- How are controls scored?
- What does [Not Scored] mean?
- How often is my score updated?
- How does the identity secure score relate to the Microsoft 365 secure score?
- How are controls scored?
There can be two ways for controls scored. One involves binary fashion - you get 100% of the score if you have the feature or setting configured based on our recommendation.
The second involves the calculation as a percentage of the total configuration - if the improvement recommendation states there's a maximum of 10.71% increase if you protect all your users with MFA and you have 5 of 100 total users protected, you're given a partial score around 0.53% (5 protected / 100 total * 10.71% maximum = 0.53% partial score).

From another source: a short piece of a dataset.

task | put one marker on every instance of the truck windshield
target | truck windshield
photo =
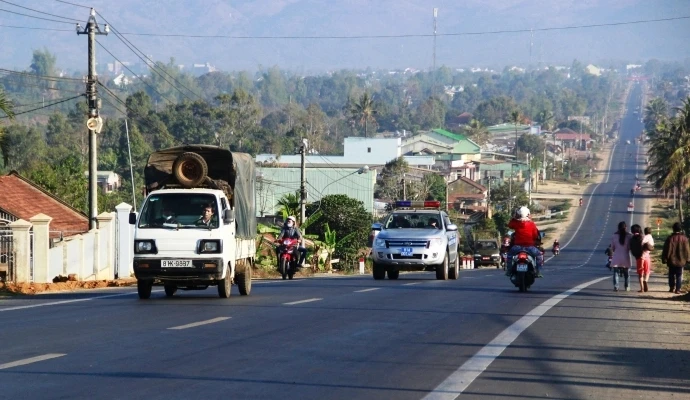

- What does [Not Scored] mean?
There will be some actions labeled as [Not Scored] that you can still perform to improve your security but won’t gain any score.
- How often is my score updated?
The score is calculated once per day (around 1:00 AM PST).
If you make any changes, the score will automatically update the next day. It may take up to 48 hours for a change to be reflected in your score. Also, don’t be alarmed if your score fluctuates sometimes, our years of experience tells us that this happens very rarely when buggy code gets to production and Microsoft has to fix it – during this time we see scores fluctuating even though nothing changed in your tenant.
- How does the identity secure score relate to the Microsoft 365 secure score?
The Microsoft secure score contains five distinct control and score categories:
- Identity
- Data
- Devices
- Infrastructure
- Apps
The identity secure score represents the identity part of the Microsoft secure score. This overlap means that your recommendations for the identity secure score and the identity score in Microsoft are the same.